SQL Formatter & Minifier

Beautify or compress SQL across PostgreSQL, MySQL, SQLite, BigQuery, MS SQL, and Standard SQL. Keyword case, indent size, and dialect-aware parsing β€” all running locally in your browser.

Input SQL

Output

About SQL Formatter

This tool parses raw SQL and rewrites it with consistent indentation, aligned clauses, and standardized keyword casing β€” or collapses it into a single compact line for embedding in code. Everything runs client-side using the open-source sql-formatter library; your queries never leave your browser.

Why does dialect matter?

SQL is a standard on paper, but every major database vendor has extended the language with its own syntax. A one-size-fits-all formatter either rejects valid queries or mangles vendor-specific tokens.
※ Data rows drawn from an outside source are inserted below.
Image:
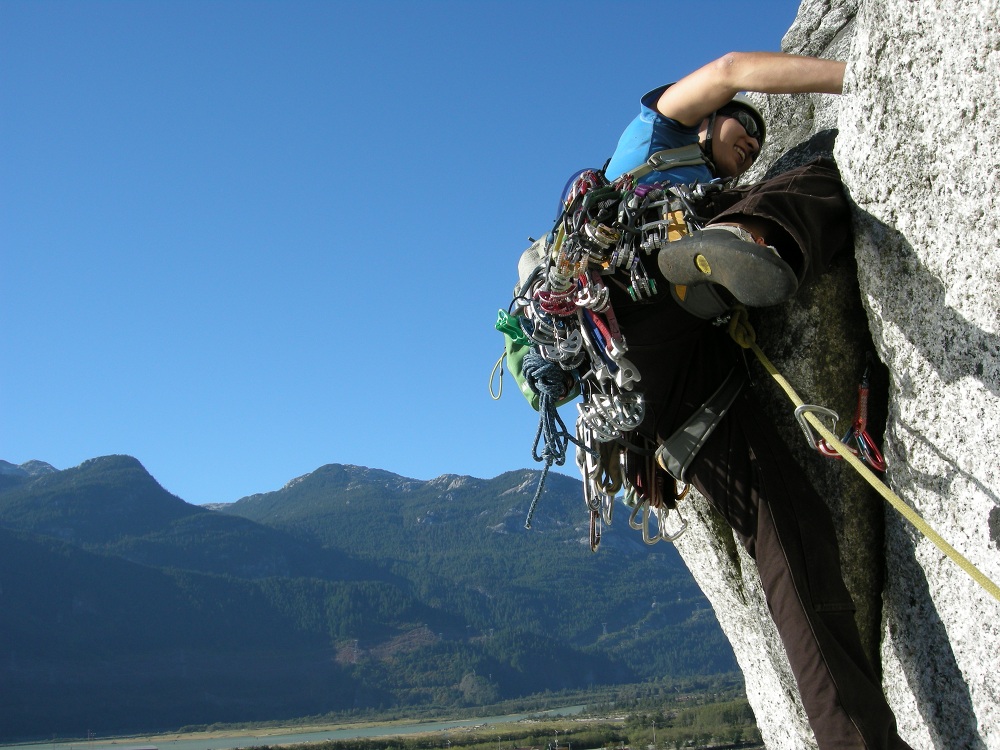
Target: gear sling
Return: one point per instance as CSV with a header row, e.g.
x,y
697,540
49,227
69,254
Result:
x,y
562,340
Picking the right dialect means the parser recognizes:

  • PostgreSQL: DISTINCT ON (col), ::type casts, RETURNING, ILIKE, array operators like @>, dollar-quoted strings $$...$$, window frame exclusions.
  • MySQL / MariaDB: Backtick identifiers `col`, LIMIT offset, count, ON DUPLICATE KEY UPDATE, GROUP_CONCAT, storage engine hints.
  • SQLite: AUTOINCREMENT (not AUTO_INCREMENT), WITHOUT ROWID, limited ALTER TABLE forms, PRAGMA statements.
  • BigQuery: Backtick-wrapped `project.dataset.table` references, STRUCT/ARRAY literals, UNNEST, EXCEPT / REPLACE inside SELECT *.
  • MS SQL (T-SQL): TOP (n) instead of LIMIT, [bracketed] identifiers, OUTPUT clauses, GO batch separators, OFFSET … FETCH NEXT.
  • Oracle PL/SQL: (+) legacy join syntax, CONNECT BY, sequence .NEXTVAL, MERGE with WHEN MATCHED.
  • Snowflake: QUALIFY, LATERAL FLATTEN, semi-structured VARIANT access with colons.

When in doubt, start with Standard SQL β€” it handles the ANSI common core. If your query uses anything vendor-specific, switch to the matching dialect to avoid parse errors.

Format vs Minify

Format (pretty-print) adds line breaks and indentation to make queries auditable β€” ideal for code reviews, migrations, and documentation. Minify collapses whitespace to produce a single-line version suitable for embedding in source code strings, logs, or URL parameters. The Swap button lets you round-trip: format a minified query to inspect it, then minify it back.

Privacy

Nothing is uploaded. The parser and formatter execute in your browser, so production queries, schema names, and hardcoded values stay on your machine. Safe to use with sensitive SQL you'd never paste into a cloud service.

Frequently Asked Questions

Will formatting change the meaning of my query?

No. Formatting only rewrites whitespace, indentation, and optionally keyword case. The logical query β€” tables, columns, predicates, joins, subqueries β€” is preserved exactly. String literals and comments are also left untouched.

Why does my query fail to format?

The parser needs syntactically valid SQL. Common causes: unclosed quotes or parentheses, a dialect mismatch (e.g. trying to format MySQL backticks under Standard SQL), or mid-statement templating placeholders like {{var}}. Try switching dialects, or strip templating tokens before formatting.

Does minify remove comments?

Minify collapses whitespace and newlines. Single-line -- comments become problematic in one-line SQL because they comment out everything until a newline β€” so they're stripped. Block comments /* … */ are generally preserved but may be removed depending on placement. Review the output before pasting into code.

Can I format a file with multiple statements?

Yes. Separate statements with semicolons and they'll each be formatted independently. This works well for migration scripts, seed files, and multi-statement stored procedure bodies.

Should keywords be uppercase or lowercase?

It's a style preference. Uppercase keywords (SELECT, FROM, WHERE) are the traditional convention and make queries easier to scan because keywords stand out from identifiers. Lowercase is growing in popularity in modern codebases for readability and because editors already syntax-highlight. Pick one and apply it consistently across your project.